Basics of Quality Management in CT

5. Inspections

Inspections are another check of all trial related activities, but they are conducted by the regulatory authority(ties) and are as such not part of the quality management which is planned by the sponsor. However, if an inspection is performed, it will ensure and typically increase the quality of a trial by flagging short-comings and requiring corrective actions.

Definition of inspections in the GCP-guideline

‘The act by a regulatory authority(ies) of conducting an official review of documents, facilities, records, and any other resources that are deemed by the authority(ies) to be related to the clinical trial. They may be located at the site of the trial, at the sponsor's and/or contract research organisations (CROs) facilities, or at other establishments deemed appropriate by the regulatory authority(ies).’

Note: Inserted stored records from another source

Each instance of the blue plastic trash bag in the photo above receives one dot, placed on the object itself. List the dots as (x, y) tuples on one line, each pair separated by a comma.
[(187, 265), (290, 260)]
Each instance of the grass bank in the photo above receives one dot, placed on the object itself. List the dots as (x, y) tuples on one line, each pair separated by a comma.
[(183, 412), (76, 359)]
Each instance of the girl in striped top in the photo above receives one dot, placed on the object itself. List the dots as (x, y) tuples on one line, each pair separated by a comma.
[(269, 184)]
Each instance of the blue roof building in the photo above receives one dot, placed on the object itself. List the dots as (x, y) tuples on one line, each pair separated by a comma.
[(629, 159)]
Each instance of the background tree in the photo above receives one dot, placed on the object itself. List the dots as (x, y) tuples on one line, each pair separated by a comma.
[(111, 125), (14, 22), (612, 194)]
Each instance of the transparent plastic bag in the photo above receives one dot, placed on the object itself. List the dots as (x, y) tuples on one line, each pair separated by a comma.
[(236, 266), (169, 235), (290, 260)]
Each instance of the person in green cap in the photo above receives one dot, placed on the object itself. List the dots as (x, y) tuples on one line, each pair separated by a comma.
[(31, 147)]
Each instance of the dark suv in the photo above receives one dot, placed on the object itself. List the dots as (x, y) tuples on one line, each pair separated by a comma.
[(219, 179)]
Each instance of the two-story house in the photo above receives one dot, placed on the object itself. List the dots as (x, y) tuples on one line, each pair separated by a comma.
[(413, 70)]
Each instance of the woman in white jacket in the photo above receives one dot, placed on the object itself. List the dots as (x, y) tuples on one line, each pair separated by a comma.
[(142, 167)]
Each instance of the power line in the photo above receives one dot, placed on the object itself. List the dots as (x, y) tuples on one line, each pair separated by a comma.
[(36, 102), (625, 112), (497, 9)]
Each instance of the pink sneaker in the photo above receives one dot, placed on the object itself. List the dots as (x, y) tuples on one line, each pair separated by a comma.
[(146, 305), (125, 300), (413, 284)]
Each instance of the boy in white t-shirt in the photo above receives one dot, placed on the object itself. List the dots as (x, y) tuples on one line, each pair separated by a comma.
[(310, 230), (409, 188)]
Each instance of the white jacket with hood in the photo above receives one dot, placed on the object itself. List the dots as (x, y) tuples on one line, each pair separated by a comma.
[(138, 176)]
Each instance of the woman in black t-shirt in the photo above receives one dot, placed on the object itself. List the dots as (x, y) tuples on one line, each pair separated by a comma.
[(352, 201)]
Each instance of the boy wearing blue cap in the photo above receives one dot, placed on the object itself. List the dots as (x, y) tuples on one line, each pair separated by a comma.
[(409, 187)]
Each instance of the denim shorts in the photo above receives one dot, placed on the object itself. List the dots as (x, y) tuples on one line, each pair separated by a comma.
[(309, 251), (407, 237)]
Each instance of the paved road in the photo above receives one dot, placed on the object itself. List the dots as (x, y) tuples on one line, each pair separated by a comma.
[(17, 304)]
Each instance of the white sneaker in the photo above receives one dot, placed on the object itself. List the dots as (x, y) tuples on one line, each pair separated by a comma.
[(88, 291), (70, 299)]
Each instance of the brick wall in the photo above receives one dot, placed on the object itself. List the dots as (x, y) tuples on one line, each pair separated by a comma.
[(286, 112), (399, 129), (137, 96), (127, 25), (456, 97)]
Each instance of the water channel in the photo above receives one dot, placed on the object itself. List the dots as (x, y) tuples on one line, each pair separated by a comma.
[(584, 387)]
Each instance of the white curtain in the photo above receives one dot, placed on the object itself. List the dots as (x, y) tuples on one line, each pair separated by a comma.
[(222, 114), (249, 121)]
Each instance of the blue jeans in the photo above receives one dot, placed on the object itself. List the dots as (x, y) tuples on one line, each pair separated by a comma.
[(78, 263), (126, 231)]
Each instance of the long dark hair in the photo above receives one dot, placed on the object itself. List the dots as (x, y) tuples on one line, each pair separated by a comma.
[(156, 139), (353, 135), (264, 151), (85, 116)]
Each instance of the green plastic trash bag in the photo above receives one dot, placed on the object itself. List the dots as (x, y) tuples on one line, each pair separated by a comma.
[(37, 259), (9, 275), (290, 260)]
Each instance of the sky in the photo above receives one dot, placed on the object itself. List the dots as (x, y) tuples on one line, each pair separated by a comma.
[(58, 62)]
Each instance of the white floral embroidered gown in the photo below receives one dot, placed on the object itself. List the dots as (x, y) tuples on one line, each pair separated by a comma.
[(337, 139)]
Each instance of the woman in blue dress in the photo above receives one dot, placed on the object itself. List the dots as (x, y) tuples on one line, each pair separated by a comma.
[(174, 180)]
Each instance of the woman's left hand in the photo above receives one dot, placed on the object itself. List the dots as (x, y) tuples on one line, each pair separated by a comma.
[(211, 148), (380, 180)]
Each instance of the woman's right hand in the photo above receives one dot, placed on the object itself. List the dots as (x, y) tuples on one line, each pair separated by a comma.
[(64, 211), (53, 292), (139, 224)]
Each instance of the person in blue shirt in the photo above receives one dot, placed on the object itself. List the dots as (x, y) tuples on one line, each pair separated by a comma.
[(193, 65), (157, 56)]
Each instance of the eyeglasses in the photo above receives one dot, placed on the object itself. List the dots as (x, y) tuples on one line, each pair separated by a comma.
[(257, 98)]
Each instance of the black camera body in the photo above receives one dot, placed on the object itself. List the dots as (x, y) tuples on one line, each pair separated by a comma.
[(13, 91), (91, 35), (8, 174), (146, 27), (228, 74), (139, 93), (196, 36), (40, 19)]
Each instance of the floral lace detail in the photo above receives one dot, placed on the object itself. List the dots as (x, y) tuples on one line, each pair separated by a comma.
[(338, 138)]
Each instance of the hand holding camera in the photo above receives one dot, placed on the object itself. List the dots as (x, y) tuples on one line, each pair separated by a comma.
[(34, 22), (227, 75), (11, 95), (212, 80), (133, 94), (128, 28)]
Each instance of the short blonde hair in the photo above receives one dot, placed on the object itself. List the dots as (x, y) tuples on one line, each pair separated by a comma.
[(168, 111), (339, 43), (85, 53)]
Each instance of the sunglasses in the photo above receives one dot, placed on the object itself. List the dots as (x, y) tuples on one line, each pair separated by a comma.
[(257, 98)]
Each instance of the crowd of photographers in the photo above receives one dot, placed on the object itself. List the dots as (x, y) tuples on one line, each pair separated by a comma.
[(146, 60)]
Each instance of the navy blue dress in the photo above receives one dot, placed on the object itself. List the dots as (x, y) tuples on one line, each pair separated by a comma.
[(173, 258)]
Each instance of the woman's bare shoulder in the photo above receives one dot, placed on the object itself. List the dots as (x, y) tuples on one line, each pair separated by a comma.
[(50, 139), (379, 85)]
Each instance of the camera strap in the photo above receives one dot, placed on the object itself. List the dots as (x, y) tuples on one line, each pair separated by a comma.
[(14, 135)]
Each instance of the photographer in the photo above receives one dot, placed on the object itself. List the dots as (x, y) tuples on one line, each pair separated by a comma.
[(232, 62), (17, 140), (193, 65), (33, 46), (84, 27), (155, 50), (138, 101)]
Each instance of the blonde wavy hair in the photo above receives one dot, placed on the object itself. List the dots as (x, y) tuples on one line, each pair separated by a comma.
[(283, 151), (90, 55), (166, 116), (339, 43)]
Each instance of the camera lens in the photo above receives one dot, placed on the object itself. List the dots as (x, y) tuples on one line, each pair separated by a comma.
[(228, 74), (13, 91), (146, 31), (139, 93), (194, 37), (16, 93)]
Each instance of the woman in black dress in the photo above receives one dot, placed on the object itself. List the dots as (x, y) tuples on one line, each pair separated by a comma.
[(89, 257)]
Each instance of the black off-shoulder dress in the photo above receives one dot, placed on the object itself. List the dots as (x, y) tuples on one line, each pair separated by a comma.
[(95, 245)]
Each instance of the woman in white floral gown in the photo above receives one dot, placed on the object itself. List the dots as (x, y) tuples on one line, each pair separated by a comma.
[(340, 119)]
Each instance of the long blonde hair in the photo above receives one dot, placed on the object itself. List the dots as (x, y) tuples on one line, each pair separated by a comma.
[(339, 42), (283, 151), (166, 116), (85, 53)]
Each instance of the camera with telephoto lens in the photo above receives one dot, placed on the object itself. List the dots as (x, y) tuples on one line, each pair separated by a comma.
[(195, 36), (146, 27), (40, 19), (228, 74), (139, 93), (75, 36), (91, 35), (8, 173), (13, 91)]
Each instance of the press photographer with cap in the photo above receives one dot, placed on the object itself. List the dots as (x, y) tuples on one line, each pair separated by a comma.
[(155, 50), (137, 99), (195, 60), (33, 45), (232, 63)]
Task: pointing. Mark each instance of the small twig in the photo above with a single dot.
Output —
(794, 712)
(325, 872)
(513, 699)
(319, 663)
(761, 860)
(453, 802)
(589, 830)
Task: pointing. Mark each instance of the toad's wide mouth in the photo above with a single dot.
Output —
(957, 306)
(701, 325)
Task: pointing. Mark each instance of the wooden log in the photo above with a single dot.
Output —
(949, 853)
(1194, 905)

As with audits, inspections may also be performed on a ‘for-cause’ basis if, for instance, the clinical trial is part of the documentation for a new medicine. They may also be performed simply by chance as a part of a routine control. Following an inspection of a trial the sponsor will receive an inspection report stating all the details that have been examined and the ‘findings’ that have been made by the inspectors.

The findings will be graded into ‘minor’, ‘major’ and ‘critical’. ‘Critical’ findings are those that actually have put participant safety, participant rights or the trial result at a considerable risk. The inspection report will outline what requirements the inspectors have made for the trial. In the worst case, an inspector may suspend or even terminate a trial.